Das integrierte Klimaschutzkonzept für den Bezirk Harburg ist beschlossene Sache. Der Hauptausschuss, der stellvertretend für die Bezirksversammlung getagt hat, hat das Konzept mit großer Mehrheit angenommen. Klimaschutz hat in Harburg offenbar einen wichtigen Stellenwert. Jetzt kommt es darauf an, dass die beschlossenen Maßnahmen auch zügig von der Verwaltung umgesetzt werden.

Mit den sechs Handlungsfeldern Klimafreundliches Bezirksamt, Stadtentwicklung, Energie, Mobilität, Wirtschaft sowie Kommunikation und Vernetzung wird dieses Konzept das Rückgrat vieler Aktivitäten des Bezirksamtes in den nächsten Jahren sein. Koordiniert werden alle Maßnahmen von einer neu gegründeten Abteilung Klima und Energie.

„Wir begrüßen das integrierte Klimaschutzkonzept für Harburg ausdrücklich“ so Dr. Corine Veithen, Vorsitzende des Ausschusses für Klimaschutz, Umwelt und Verbraucherschutz. „Wir werden die Umsetzung des Konzeptes und der Maßnahmen im Ausschuss eng begleiten und freuen uns, dass Harburg seinen Beitrag zur notwendigen Reduktion der Treibausgasemissionen leisten wird“.

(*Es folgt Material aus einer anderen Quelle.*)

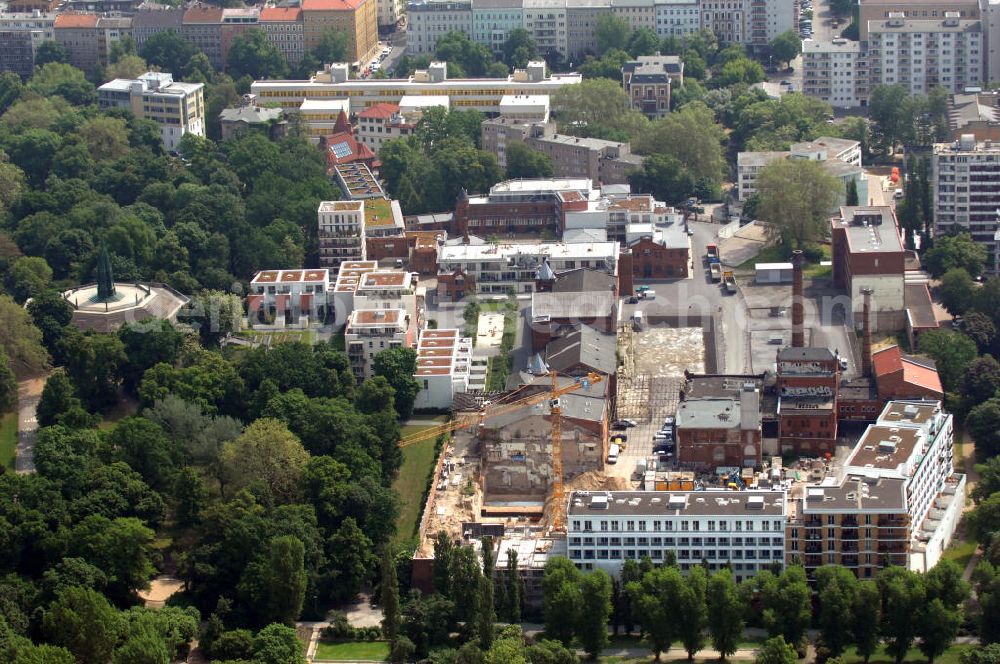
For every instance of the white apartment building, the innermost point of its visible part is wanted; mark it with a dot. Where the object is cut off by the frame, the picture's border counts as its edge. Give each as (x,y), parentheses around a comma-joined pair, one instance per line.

Jürgen Marek, Stellvertretender Vorsitzender der GRÜNEN Fraktion und  Fachsprecher für Klima-, Umwelt- und Verbraucherschutz ergänzt: „Ein gutes bezirkliches Klimaschutzkonzept  muss von Anfang  an auch den Gesichtspunkt von Klima- und Umweltkommunikation in den Fokus stellen, wenn wir es mit Leben füllen und die Harburger Bürger*innen mitnehmen wollen. Wir begrüßen daher ausdrücklich die Einbeziehung von offenen Beteiligungsformen wie Bürger*innenräte und Klimawerkstätten und bitten die Verwaltung hier rasch umsetzbare Konzepte vorzulegen, die die Bevölkerung in Harburg in die Umsetzung der Maßnahmen mit einbezieht und nicht nur informiert. Dazu regen wir auch an, die Gestaltung von Netzwerken bei der Entwicklung  des  Konzeptes  zu verstärken:  eine systemisch gestaltete Kooperation mit den bereits bestehenden  vielfältigen Akteuren zu Klima- und Umweltschutz im Bezirk sollte genutzt und intensiviert werden“.

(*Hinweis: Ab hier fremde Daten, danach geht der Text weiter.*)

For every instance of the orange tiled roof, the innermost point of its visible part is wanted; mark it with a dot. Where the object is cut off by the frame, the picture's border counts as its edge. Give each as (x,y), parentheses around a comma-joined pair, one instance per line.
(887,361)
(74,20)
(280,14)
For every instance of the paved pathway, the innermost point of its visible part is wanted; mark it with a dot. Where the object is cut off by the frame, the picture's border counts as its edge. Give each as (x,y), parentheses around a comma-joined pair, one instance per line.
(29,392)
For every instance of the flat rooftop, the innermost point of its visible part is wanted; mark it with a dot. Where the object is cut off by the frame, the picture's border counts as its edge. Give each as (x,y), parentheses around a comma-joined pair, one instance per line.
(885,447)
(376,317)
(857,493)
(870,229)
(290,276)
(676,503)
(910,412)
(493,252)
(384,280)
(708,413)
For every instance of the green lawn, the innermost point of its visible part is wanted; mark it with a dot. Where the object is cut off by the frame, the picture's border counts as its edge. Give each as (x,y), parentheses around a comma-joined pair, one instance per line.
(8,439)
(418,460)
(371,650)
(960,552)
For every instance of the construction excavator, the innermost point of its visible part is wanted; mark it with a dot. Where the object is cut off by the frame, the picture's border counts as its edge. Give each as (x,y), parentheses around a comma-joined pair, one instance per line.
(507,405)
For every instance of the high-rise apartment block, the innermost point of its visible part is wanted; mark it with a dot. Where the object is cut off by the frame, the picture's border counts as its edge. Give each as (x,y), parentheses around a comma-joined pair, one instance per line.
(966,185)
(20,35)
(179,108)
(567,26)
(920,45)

In einer Beschlussergänzung, die wir gemeinsam mit der SPD im Ausschuss für Klimaschutz, Umwelt und Verbraucherschutz vorgelegt hatten, wird die Bezirksverwaltung aufgefordert, ein Klimaschutzmanagement und das dazu notwendige Controlling aufzusetzen um das Konzept auch zügig und ambitioniert umzusetzen. Außerdem hat der Ausschuss einige Punkte beschlossen, welche die Bezirksverwaltung bei der Umsetzung des Konzeptes berücksichtigen soll. Zu den im Konzept beschriebenen Handlungsfeldern soll zum Beispiel die „Grüne Infrastruktur“ hinzukommen. Der Ausschuss fordert die Bezirksverwaltung auf, bis spätestens Ende des Jahres passende Maßnahmen zur Erhaltung und Verbesserung von Kohlenstoffsenken zu erarbeiten. Bezüglich der Mobilität fordert der Ausschuss die Verwaltung auf, bestimmte Maßnahmen prioritär zu behandeln. Beim Ausbau der Fahrradinfrastruktur sei zum Beispiel ein besonderer Fokus auf das gerade beschlossene Radnetz Harburg und die kurzfristig umsetzbaren Streckenabschnitte des Radschnellwegenetzes zu legen. Das Mobilitätsthema ist ein deutlicher Schwerpunkt des Konzeptes. Daher fordert der Ausschuss, dass die bereitgestellten Stellen zumindest teilweise der Tiefbauabteilung und der konkreten Planung von Fußweg- und Radverkehrsverbesserungen zugutekommen.

Eine weitere Bitte des Ausschusses an die Verwaltung: Die  Harburger Bevölkerung sollte nicht nur informiert, sondern auch rasch in die Umsetzung der Maßnahmen mit einbezogen werden. Die Bürger*innen sollen zu tragenden Säulen in der Umsetzung von Klimaschutz und Klimaanpassung gemacht werden. Denn sie seien die Schlüsselakteure bei der langfristigen Umsetzung eines nachhaltigen Klimakonzeptes.

Außerdem fordert der Ausschuss die Durchführung einer Stakeholderanalyse sowie dass alle Maßnahmen zügig zu priorisieren sind und dass ein konkreter Arbeitsplan für die nächsten Jahre vorgelegt wird. Einmal im Quartal soll die Verwaltung zudem im Ausschuss über die Umsetzung des Klimaschutzplanes informieren.